Why not just say "no bonuses for anyone at AIG"? To hell with the bums! Well, we now own the company. If we hasten the flight of quality employees out of the company, that will cost us money. The answer might be some kind of performance bond. But as in other financial firms, traders often take as bonus what should be salary, which means that they need at least part of their bonuses to maintain their lifestyle. If they're faced with bankruptcy, the traders who are talented will go elsewhere--the financial market is shrinking, but the top traders still have other opportunities. AIG has a lot of positions to unwind. Do we want to leave the job to the dregs of the organization?
This reminds me of what McArdle said about auto company employees. She seemed to think their benefits were outrageous theft from their company, not part of their pay package. She had no problem advocating for their elimination altogether. This is why I call McArdle a hypocrite. I doubt she even noticed that she said bankers need their bonuses because they are part of their salary, but auto workers should lose their benefits, the greedy bastards, although benefits are most certainly part of their pay. It's just how she thinks, where she places her priorities, and whom she considers valuable.
AIG spent money on lavish trips for employees and then on the huge bonuses, at a time when it was receiving taxpayer funds. If employees decide to leave, who cares? This is the company that was fined 1.6 billion for shady accounting practices, like Enron. Then its insurance bets went bad, and the government has to prop them up. If the employees want to leave for better jobs they can do so. Employees who ran their company into the ground shouldn't be given bonuses to continue running the company into the ground. If they're reputable they'll get some other job and if they don't they can retrain, as Bush was always telling the little people who lost jobs. We may not be able to take away the bonuses, but we can certainly say that they don't deserve them and we won't forget their greed.
Perhaps it is true, as my interlocutors accuse, that I am too stupid to understand the obvious. On the other hand, perhaps excessive confidence in your diagnosis means that you just haven't asked the right questions.
Let's review the questions McArdle asked about AIG.
Last night after my AIG posts I ducked out to a Reason Happy Hour. Naturally, everyone wanted to know what this would mean for the markets. With my crack talent for prognostication, I said, "Well, they will go up. Or they will go down. Though it's possible they might stay the same."
It's absolutely clear to me that we bailed out AIG because of its counterparty CDS risk, and that they're escalating other problems more generally. But it's less clear to me that they're the main source of contagion in the financial markets. And at this point, many, many, many things are escalating other problems.

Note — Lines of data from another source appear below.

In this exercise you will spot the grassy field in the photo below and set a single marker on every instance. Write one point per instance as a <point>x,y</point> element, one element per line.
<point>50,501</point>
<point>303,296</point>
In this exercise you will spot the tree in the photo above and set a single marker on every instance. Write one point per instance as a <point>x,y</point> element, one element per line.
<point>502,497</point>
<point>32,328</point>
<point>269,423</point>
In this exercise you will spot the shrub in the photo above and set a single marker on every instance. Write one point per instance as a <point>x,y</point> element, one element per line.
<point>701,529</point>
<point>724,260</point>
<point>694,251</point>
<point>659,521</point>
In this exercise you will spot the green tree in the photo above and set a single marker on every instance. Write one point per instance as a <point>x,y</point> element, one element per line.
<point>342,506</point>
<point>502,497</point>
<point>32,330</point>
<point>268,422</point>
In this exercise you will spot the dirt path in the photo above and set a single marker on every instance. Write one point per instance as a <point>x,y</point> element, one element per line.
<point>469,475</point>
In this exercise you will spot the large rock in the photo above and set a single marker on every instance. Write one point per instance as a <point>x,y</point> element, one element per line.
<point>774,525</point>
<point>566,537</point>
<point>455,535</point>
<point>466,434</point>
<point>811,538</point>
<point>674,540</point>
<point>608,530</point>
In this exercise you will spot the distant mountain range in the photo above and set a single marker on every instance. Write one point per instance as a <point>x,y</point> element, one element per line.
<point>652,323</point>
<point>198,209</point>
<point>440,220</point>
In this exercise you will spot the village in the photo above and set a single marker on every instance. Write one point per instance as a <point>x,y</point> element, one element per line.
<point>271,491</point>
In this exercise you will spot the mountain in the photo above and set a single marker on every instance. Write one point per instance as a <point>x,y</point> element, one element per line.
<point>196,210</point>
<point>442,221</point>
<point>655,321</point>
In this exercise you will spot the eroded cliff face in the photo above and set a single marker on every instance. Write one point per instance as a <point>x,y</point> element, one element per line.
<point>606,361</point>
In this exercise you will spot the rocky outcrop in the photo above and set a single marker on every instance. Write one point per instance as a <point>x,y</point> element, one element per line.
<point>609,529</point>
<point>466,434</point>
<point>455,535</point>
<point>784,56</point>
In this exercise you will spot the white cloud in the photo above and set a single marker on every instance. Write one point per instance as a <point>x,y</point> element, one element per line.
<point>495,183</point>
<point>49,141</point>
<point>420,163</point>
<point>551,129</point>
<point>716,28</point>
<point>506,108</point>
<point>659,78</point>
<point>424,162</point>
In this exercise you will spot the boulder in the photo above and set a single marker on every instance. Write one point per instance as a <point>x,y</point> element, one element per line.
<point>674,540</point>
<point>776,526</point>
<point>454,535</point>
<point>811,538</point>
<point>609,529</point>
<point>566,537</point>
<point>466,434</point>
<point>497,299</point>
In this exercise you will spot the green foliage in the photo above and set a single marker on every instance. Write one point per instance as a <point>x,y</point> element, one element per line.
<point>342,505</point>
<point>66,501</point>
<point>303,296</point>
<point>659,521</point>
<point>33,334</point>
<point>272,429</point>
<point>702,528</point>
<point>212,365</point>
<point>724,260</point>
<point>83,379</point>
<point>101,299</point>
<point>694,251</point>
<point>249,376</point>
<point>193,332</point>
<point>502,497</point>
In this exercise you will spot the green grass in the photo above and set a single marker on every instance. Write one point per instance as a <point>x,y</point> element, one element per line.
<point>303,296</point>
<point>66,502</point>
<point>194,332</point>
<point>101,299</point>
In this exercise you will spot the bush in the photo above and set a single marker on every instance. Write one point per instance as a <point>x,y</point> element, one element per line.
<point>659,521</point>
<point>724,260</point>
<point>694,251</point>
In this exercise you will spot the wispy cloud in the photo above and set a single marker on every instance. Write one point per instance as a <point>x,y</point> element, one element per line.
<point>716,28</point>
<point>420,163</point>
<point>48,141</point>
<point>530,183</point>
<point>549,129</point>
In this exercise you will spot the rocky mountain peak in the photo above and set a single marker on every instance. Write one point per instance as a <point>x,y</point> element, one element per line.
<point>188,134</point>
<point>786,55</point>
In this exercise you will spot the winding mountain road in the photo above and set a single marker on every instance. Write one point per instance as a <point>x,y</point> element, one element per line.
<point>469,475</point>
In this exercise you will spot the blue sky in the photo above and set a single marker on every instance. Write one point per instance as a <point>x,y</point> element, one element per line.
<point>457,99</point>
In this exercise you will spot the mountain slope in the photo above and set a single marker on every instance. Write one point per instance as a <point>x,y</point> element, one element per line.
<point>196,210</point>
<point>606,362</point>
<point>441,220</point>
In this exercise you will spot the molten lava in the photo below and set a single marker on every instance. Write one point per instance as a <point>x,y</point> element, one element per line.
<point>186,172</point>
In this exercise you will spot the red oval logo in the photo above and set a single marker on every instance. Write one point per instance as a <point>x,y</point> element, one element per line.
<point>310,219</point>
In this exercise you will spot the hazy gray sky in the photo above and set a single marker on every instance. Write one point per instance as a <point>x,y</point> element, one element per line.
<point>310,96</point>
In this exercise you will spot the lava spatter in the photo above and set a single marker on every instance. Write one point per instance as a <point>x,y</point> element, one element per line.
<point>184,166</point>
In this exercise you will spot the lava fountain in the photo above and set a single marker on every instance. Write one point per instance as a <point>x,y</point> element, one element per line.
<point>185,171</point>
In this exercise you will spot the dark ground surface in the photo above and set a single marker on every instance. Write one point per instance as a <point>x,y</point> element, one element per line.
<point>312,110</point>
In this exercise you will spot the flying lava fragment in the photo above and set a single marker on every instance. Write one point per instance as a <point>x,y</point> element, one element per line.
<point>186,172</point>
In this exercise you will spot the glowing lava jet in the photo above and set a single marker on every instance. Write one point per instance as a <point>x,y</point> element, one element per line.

I don't mean to downplay the role of CDSs. I'm just not sure how they came to be the main villain of the piece, that's all.
Damned if I know. But the markets seem a little unsettled . . . down 140 points as of this writing. Not catastrophic. But certainly not good.
This is all somewhat airy-fairy; perhaps you want to know exactly what will happen if Citibank and America will fail. Will CDS markets blow up? Insurance companies in receivership? Bank runs across the land?
So AIG is applying to the Federal Reserve for bridge financing to allow it to enter a restructuring deal with KKR. AIG got itself into big trouble writing credit default swaps for the mortgage market, and is now facing massive losses on Hurricane Ike. That the Fed is even considering the move shows just how much the lines between different types of financial firms have blurred in this brave new world of novel financial instruments and megamergers.
But as the Lehman bankruptcy illustrates, we have no idea exactly what will happen.
Ben Bernanke is in a tough place. Opening the loan facilities to the insurance business will further strain a loan portfolio already crammed full of risk--just as the Fed has announced that it will start accepting equity as collateral. But if AIG doesn't restructure, it may have to start dumping its massive asset portfolio. This, of course, will further erode the value of the securities held by solvent banks, meaning that more of them will likely show up at the Fed's discount window with their beggar's bowls out.
This is where I'm supposed to end with a snappy, sure summation of what the Fed should do. But all I know right now is that I'm sure glad I don't have Ben Bernanke's job.
It doesn't do any good to ask questions if your answer is always "I don't know." It's especially bad for a journalist, whose job it is to find out the answers to the questions and report them to the public. But I don't want to give the impression that McArdle never gave an opinion on AIG. She did.
If AIG fails, what happens to my policy?
[snip] The answer is that most of you can relax. Your insurance policy and/or annuity will probably be fine.
[big snip] If I had my homeowner's insurance with AIG, I'd probably bite the bullet and buy a new policy elsewhere; ditto some massive asset. But in general, unless you're insured/annuitized for a huge amount and planning to die/retire in the next few months, don't worry. With the exception of wealthy folks who bought gigantic policies, you should be able to get at least most of your money back out.